The UK growth over the next few years is forecast to remain anaemic, the British Chambers of Commerce said Monday.
Nonetheless, in its Economic Forecast, the BCC upgraded its growth outlook for 2017 to 1.5 percent from 1.4 percent, citing strong global growth outlook. Moreover, lower sterling is likely to boost short-term export activity this year, the lobby said.
For the second quarter of 2017, the BCC projected 0.4 percent growth. Its expectations for 2018 and 2019 remained unchanged at 1.3 percent and 1.5 percent, respectively.
Consumer spending growth for 2017 was downgraded to 1.3 percent from 1.6 percent.
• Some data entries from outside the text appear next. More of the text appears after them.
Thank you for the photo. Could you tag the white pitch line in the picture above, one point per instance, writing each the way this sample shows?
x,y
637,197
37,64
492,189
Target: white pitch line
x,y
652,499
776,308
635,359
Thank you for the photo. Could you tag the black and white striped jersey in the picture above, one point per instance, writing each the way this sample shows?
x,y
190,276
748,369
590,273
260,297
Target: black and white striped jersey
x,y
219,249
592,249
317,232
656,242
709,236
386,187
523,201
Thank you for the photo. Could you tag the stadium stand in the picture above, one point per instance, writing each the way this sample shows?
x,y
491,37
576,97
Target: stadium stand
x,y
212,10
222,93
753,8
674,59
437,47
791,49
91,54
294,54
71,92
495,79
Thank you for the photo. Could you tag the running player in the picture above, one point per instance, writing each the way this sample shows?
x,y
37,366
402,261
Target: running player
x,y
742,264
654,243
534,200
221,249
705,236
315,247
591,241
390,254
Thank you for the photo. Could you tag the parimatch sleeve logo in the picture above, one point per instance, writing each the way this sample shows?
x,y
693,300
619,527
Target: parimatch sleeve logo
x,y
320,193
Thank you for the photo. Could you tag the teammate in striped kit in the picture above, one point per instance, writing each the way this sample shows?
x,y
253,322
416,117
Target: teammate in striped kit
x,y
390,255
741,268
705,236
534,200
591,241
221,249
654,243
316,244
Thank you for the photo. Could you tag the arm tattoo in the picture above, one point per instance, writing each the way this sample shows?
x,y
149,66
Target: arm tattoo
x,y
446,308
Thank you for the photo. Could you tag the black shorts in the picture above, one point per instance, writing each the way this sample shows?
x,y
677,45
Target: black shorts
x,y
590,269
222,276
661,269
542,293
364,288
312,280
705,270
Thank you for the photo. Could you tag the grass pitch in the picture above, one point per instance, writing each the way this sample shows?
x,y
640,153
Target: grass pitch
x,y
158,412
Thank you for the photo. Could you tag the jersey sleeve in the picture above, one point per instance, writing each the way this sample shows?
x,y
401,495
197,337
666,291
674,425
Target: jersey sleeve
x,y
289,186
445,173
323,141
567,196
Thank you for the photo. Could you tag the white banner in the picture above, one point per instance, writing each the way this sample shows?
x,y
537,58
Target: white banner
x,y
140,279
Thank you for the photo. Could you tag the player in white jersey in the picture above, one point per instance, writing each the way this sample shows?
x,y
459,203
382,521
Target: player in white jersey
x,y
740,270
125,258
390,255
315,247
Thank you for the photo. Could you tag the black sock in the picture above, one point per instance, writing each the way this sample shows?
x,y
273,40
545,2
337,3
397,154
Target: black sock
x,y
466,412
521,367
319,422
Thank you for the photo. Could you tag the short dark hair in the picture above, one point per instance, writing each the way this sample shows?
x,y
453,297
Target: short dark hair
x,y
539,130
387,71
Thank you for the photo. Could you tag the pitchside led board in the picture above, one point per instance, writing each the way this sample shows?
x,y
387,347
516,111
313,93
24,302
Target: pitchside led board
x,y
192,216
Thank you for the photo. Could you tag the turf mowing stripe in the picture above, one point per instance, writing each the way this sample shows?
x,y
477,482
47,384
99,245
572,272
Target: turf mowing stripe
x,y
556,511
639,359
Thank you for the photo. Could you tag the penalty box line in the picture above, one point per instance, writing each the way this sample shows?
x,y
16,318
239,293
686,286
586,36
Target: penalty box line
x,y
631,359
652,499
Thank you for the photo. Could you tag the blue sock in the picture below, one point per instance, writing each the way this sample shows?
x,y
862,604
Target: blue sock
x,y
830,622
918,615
As real wages are eroded by inflationary pressures, spending growth will slow to 0.9 percent next year, the BCC said.
Meanwhile, business investment was forecast to climb 0.3 percent instead of a 0.5 percent fall estimated previously. Investment growth was expected to remain muted at 0.5 percent in 2018.
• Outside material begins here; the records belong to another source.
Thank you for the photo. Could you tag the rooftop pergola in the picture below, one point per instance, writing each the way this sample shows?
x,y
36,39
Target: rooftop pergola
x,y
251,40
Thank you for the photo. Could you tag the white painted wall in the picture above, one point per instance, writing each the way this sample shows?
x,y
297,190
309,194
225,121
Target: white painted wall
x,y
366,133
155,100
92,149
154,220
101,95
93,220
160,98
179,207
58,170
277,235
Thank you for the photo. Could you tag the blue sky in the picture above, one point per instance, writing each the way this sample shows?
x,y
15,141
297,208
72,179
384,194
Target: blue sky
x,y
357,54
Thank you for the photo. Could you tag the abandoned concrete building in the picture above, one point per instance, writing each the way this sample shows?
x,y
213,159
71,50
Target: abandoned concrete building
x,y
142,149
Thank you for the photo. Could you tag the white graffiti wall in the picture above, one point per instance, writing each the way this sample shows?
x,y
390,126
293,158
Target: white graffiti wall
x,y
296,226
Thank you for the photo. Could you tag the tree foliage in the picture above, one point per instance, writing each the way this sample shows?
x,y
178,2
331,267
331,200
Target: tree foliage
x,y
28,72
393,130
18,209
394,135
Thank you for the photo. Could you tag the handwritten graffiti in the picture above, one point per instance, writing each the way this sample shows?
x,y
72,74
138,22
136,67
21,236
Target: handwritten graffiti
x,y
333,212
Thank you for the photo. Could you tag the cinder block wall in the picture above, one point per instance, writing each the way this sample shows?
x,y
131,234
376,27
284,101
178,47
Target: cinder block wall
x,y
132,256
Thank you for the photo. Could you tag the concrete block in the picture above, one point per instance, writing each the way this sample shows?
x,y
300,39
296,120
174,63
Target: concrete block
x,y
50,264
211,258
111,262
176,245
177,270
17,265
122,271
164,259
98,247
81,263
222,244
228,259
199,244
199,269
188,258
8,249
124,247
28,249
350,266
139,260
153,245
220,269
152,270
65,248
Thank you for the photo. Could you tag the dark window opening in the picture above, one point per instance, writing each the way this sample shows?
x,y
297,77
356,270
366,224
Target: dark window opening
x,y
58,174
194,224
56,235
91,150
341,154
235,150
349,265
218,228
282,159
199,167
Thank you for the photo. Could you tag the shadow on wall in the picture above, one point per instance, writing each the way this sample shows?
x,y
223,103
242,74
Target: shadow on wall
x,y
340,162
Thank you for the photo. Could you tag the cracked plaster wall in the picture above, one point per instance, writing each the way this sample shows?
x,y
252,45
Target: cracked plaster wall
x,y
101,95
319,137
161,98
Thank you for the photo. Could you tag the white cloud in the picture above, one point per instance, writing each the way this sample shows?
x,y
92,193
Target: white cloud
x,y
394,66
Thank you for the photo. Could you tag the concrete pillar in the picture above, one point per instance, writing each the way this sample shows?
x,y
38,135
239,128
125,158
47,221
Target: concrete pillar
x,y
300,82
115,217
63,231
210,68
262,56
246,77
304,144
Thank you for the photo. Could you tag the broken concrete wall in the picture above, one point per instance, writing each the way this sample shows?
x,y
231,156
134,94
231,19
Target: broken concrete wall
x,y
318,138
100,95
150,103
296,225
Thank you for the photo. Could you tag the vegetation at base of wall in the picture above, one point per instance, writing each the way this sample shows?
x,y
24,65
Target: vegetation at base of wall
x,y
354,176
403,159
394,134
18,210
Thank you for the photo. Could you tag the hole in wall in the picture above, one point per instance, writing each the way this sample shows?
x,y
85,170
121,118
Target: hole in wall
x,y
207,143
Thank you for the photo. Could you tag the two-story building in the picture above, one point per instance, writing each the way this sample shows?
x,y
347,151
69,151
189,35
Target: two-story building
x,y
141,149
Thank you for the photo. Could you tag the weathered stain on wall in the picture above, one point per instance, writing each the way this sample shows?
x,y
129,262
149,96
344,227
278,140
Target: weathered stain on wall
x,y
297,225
Exports growth projection was upgraded to 3.1 percent from 2.7 percent but it was forecast to ease to 2.9 percent next year.
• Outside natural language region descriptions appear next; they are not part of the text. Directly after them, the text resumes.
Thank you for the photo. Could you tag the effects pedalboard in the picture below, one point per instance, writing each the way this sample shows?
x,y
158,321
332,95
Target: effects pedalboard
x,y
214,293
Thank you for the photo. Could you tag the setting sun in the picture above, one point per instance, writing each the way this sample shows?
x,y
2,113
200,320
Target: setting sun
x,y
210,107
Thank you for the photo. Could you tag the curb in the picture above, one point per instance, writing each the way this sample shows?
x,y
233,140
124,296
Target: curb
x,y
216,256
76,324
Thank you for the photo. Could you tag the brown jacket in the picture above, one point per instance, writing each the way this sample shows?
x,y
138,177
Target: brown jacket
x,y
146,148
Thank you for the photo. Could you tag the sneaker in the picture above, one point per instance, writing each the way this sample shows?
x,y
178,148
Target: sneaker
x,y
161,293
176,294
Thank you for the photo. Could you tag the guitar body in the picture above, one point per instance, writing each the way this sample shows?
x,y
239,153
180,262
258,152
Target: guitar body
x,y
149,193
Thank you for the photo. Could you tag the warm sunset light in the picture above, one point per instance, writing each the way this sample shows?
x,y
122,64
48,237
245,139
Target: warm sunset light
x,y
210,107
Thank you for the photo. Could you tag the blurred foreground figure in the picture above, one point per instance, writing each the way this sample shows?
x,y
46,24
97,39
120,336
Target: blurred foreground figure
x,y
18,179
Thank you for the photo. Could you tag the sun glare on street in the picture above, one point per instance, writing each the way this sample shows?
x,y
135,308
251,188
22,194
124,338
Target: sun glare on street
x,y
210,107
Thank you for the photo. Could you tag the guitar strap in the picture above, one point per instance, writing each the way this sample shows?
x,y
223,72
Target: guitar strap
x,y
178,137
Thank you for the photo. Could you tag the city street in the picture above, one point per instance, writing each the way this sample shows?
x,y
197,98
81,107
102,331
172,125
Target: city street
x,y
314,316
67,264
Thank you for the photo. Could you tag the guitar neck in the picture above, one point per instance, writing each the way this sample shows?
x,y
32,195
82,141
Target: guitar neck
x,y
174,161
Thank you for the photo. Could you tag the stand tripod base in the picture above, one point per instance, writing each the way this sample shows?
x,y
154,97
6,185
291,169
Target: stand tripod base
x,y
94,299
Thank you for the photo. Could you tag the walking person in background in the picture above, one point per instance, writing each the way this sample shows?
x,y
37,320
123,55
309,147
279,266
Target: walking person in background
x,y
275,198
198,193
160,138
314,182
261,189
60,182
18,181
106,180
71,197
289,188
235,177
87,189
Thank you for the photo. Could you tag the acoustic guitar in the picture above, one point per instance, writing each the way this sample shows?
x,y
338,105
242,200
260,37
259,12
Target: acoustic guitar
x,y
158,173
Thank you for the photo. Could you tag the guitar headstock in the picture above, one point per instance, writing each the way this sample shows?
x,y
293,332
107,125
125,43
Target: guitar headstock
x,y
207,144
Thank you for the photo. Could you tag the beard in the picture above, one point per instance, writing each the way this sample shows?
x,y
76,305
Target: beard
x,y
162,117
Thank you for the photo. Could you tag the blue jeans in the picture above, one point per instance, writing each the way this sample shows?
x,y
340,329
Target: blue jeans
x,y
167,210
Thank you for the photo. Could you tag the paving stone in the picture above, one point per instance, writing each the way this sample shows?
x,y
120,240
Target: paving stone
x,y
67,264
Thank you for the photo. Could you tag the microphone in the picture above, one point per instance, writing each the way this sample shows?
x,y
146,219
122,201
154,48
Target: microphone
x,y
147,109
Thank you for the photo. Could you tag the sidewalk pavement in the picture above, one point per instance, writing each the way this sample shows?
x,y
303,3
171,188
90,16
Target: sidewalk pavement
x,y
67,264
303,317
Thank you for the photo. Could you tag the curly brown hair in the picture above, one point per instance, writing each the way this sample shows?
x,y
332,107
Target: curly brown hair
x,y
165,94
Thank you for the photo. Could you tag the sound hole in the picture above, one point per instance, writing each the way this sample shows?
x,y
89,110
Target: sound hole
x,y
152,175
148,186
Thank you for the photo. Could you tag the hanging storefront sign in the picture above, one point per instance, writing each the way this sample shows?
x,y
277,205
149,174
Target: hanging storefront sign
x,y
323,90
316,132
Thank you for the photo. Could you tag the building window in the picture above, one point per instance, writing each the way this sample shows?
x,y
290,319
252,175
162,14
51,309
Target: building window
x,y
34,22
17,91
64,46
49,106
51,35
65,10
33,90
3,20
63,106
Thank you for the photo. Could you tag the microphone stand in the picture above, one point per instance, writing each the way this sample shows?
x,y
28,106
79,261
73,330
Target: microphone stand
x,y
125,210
The lobby upgraded its inflation projections as rising cost of imported raw materials continues to filter through supply chains. Inflation of 2.9 percent was forecast for this year, peaking at 3.4 percent in the fourth quarter of 2017.
Inflation was expected to slow to 2.8 percent in 2018 and 2.5 percent in 2019. The previous forecasts were for 2.4 percent, 2.7 percent and 2.5 percent, respectively.
First increase in official interest rates, to 0.5 percent was expected in the first quarter 2018 – earlier than the prediction of fourth quarter of 2018 in the previous forecast.
“An earlier than required tightening in monetary policy could destabilize consumer and business confidence and push UK growth materially lower, particularly during this period of political instability,” Suren Thiru, head of economics at the BCC, said.